By Pat Melgares
The U.S. Department of Agriculture has awarded nearly $1 million to a Kansas State University program to lead research and innovation in sorghum production, boosting a crop that is grown more in Kansas than anywhere else in the United States.
Sarah Sexton-Bowser, director of the Center of Sorghum Improvement at K-State, said the award allows the university to build a network of public and private groups aiming to ease a bottleneck in sorghum technology, and develop even better seed traits in the future.
“K-State has invested capacity and infrastructure in sorghum crop research, and the crop is key to the state’s agriculture production,” Sexton-Bowser said. “Along with the farmers in Kansas and the greater sorghum community, our infrastructure has been identified by the USDA as leading coordinated innovation across public programs as well as private seed industry partnerships.”
According to Kansas Grain Sorghum, the state ranks No. 1 in production of grain sorghum. Most years, Kansas farmers grow more than 200 million bushels of the crop, or nearly half of all U.S. grain sorghum production. In dollars, production tops $1.8 billion, including more than $869 million in exports.
K-State molecular breeder Terry Felderhoff said the university’s research is critical in developing varieties resistant to emerging pests and diseases.

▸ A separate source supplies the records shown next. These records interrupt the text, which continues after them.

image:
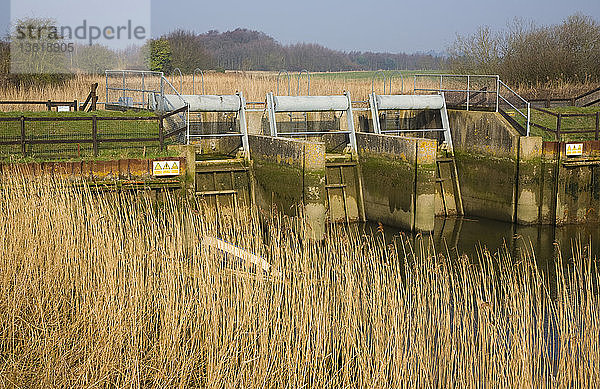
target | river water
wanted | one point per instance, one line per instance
(467, 235)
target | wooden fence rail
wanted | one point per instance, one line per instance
(27, 124)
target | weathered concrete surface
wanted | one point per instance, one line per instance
(343, 188)
(226, 181)
(486, 150)
(228, 146)
(529, 184)
(578, 189)
(290, 175)
(398, 179)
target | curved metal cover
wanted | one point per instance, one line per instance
(310, 103)
(213, 103)
(409, 102)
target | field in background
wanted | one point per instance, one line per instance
(255, 86)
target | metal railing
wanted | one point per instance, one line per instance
(566, 124)
(526, 115)
(470, 91)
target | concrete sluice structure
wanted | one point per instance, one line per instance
(399, 159)
(304, 155)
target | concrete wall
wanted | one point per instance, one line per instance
(486, 150)
(290, 174)
(508, 177)
(398, 180)
(578, 187)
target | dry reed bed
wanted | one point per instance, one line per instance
(116, 291)
(255, 86)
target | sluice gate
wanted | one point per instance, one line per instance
(448, 199)
(402, 160)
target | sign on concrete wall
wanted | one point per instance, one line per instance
(165, 168)
(574, 149)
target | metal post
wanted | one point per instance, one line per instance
(289, 80)
(497, 93)
(194, 80)
(308, 77)
(528, 117)
(106, 101)
(162, 93)
(446, 125)
(374, 113)
(244, 126)
(95, 135)
(373, 80)
(271, 110)
(468, 90)
(161, 134)
(23, 148)
(187, 125)
(350, 119)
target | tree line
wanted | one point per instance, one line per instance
(527, 53)
(243, 49)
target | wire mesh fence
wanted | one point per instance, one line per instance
(460, 91)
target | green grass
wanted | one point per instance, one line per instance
(361, 75)
(101, 113)
(79, 130)
(567, 123)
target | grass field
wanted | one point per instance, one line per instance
(119, 290)
(38, 129)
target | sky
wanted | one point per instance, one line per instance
(383, 25)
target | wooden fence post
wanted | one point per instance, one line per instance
(161, 133)
(23, 147)
(95, 135)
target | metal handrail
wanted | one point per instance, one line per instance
(194, 80)
(498, 84)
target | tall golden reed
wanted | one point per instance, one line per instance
(116, 290)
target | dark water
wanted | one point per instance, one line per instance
(465, 236)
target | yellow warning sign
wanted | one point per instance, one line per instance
(574, 149)
(165, 168)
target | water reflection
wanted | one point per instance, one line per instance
(464, 236)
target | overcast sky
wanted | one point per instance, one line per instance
(384, 25)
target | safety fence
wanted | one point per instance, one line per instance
(565, 125)
(86, 136)
(478, 92)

“One really good example of this was when we started working with sugarcane aphid resistance, which many people in the sorghum space know as a new pest on the scene a few years back,” he said. “We worked with international collaborators and identified resistance in exotic sorghum sources, and were able to identify the underlying genetics of stable resistance.”
With the USDA award, K-State will continue the work, according to Sexton-Bowser. Some of the early collaborators on the project include the United Sorghum Checkoff and the Kansas Grain Sorghum Commission; and private seed companies like Innovative Seed Solutions and Corteva AgriScience.

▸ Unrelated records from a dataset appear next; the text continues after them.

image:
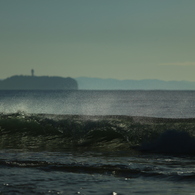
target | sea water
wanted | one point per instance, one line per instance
(97, 142)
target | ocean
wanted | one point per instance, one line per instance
(97, 142)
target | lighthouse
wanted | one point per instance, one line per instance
(32, 72)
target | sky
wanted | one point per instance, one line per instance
(121, 39)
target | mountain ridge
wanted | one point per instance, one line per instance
(21, 82)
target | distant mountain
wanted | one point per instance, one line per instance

Sexton-Bowser noted that sorghum innovation typically occurs one of two ways: Individual researchers discover interesting genes and publish their work in research journals; or, seed developers (usually in private industry) develop high-yielding hybrids to market.
“You have these two great paths to innovation, but rarely do the two interact,” she said. “Terry (Felderhoff) does a great job at understanding the needs of both of those communities…not trying to copy them, but rather linking them together. Prior to our work in this area, that unique integration had not been occurring.”
“Improvement in sorghum is built on farmer leadership and land grant (university) leadership,” Sexton-Bowser said. “If not for the partnerships with Kansas farmers, we wouldn’t have this type of foundation to build from.”